Run this to see what it prints.
import xml.etree.ElementTree as ET

data = '''
<person>
  <name>Chuck</name>
  <phone type="intl">
    +1 734 303 4456
  </phone>
  <email hide="yes"/>
</person>'''

tree = ET.fromstring(data)
print('Name:', tree.find('name').text)
print('Attr:', tree.find('email').get('hide'))
The triple single quote ('''), as well as the triple double quote ("""), allow for the creation of strings in Python that span multiple lines.
Calling fromstring converts the string representation of the XML into a “tree” of XML elements. When the XML is in a tree, we have a series of methods we can call to extract portions of data from the XML string. The find function searches through the XML tree and retrieves the element that matches the specified tag. The get gets the value of the attribute in that tag.
Using an XML parser such as ElementTree has the advantage that while the XML in this example is quite simple, it turns out there are many rules regarding valid XML, and using ElementTree allows us to extract data from XML without worrying about the rules of XML syntax.

Using get to get the value of an attribute

3.

csp-10-2-3: What is the last thing (last line of text) that will be printed when the code below runs?

4.

Run this to see what it prints.
import xml.etree.ElementTree as ET

data = '''
<person>
  <name>Chuck</name>
  <phone type="intl">
    +1 734 303 4456
  </phone>
  <email>csev@umich.edu</email>
</person>'''

tree = ET.fromstring(data)
print('Name:', tree.find('name').text)
print('Attr:', tree.find('email').get('hide'))

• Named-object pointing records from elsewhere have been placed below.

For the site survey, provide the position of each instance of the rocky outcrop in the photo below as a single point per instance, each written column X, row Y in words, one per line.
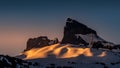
column 72, row 28
column 40, row 42
column 80, row 34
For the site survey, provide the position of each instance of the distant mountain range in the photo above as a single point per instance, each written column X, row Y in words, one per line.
column 81, row 47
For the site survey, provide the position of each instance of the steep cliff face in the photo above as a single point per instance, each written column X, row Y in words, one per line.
column 80, row 34
column 71, row 31
column 40, row 42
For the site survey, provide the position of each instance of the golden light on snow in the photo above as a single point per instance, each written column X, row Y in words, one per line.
column 59, row 51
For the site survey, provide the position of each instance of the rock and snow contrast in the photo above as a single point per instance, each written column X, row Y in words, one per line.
column 80, row 47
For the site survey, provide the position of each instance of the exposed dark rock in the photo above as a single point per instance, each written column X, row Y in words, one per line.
column 74, row 27
column 40, row 42
column 78, row 33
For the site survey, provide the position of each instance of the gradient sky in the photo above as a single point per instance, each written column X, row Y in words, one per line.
column 23, row 19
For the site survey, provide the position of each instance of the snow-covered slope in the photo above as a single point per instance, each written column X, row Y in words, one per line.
column 66, row 56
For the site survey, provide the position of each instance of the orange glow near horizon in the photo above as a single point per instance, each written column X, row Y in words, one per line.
column 58, row 51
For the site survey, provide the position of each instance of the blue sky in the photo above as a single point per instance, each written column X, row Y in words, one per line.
column 23, row 19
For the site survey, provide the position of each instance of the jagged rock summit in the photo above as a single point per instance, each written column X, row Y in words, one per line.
column 74, row 33
column 80, row 34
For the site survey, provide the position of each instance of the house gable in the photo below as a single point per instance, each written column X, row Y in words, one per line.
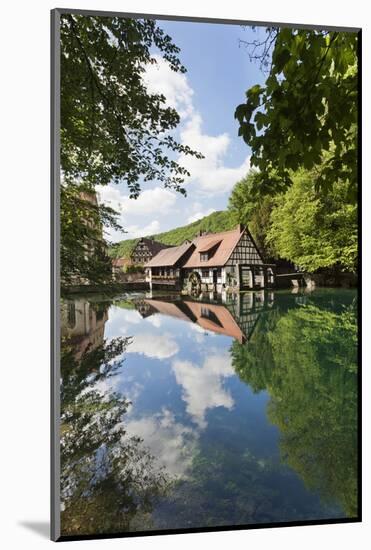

Getting Data from the First Element of a Type in XML

You can use find to get the first element of the XML of a specified type. You can the use find on that element to get children tags of that element.

5.

Run the code to see what this prints.
import xml.etree.ElementTree as ET

data = '''
    <bookstore>
        <book category="cooking">
            <title lang="en">Everyday Italian</title>
            <author>Giada De Laurentiis</author>
            <year calendar="Gregorian">2005</year>
            <price>30.00</price>
        </book>

        <book category="CHILDREN">
            <title lang="en">Harry Potter</title>
            <author>J K. Rowling</author>
            <year>2005</year>
            <price>29.99</price>
        </book>
</bookstore>
'''

tree = ET.fromstring(data)
book = tree.find('book')
print('Author:', book.find('author').text)
print('Lang:',book.find('title').get('lang'))
What do you think would happen if we looked for the first ‘author' in tree rather than in book? Modify the code to see what happens.

Fixing Errors in XML

If your XML has errors, what do you think will happen?

6.

The following XML has errors. Try to run the code first to see what happens and then fix the XML so that the code runs correctly.
import xml.etree.ElementTree as ET

data = '''
    <bookstore>
        <book category="mystery">
            <title lang="en">The Personal Librarian
            <author>Giada Marie Benedict<author>
            <year calendar=Gregorian>2021</year>
            <price>19.85</price>
        <book\>
    </bookstore>
'''

tree = ET.fromstring(data)
book = tree.find('book')
print('Author:', book.find('author').text)
print('Title:', book.find('title').text)
print('Lang:',book.find('title').get('lang'))

7.

The following XML has errors. Try to run the code first to see what happens and then fix the XML so that the code runs correctly.
import xml.etree.ElementTree as ET

data = '''
    <messages>
        <note id="p501">
            <time region="EST">11:00am</time>
            Tove</to>
            <from>Jani</from>
            <heading>Reminder</heading>
            </body>Don't forget me this weekend!</body>
        </note>

        <note id="p502">
            <time region=EST>1:00pm</time>
            <to>Jani</to>
            <from>Tove
            <heading>Re: Reminder</heading>
            <body>I will not!<body>
        </note>
    </messages>
'''

tree = ET.fromstring(data)
note = tree.find('note')
print('to:', note.find('to').text)
print('body:', note.find('body').text)
print('time region:',note.find('time').get('region'))

Write Code to Process XML

8.

Write code to print the book title, category, author, and year.
import xml.etree.ElementTree as ET

data = '''
    <bookstore>
        <book category="Cultural Heritage Fiction">
            <title lang="en">The Turner House</title>
            <author>Angela Flournoy</author>
            <year>2016</year>
        </book>
    </bookstore>
'''

9.

Write code to print the note's to, from, body, and time (with region).
import xml.etree.ElementTree as ET


data = '''
    <messages>
        <note id="p501">
            <time region="EST">11:00am</time>
            <to>Zihan</to>
            <from>Xinyin</from>
            <heading>Reminder</heading>
            </body>Don't forget the talk!</body>
        </note>
'''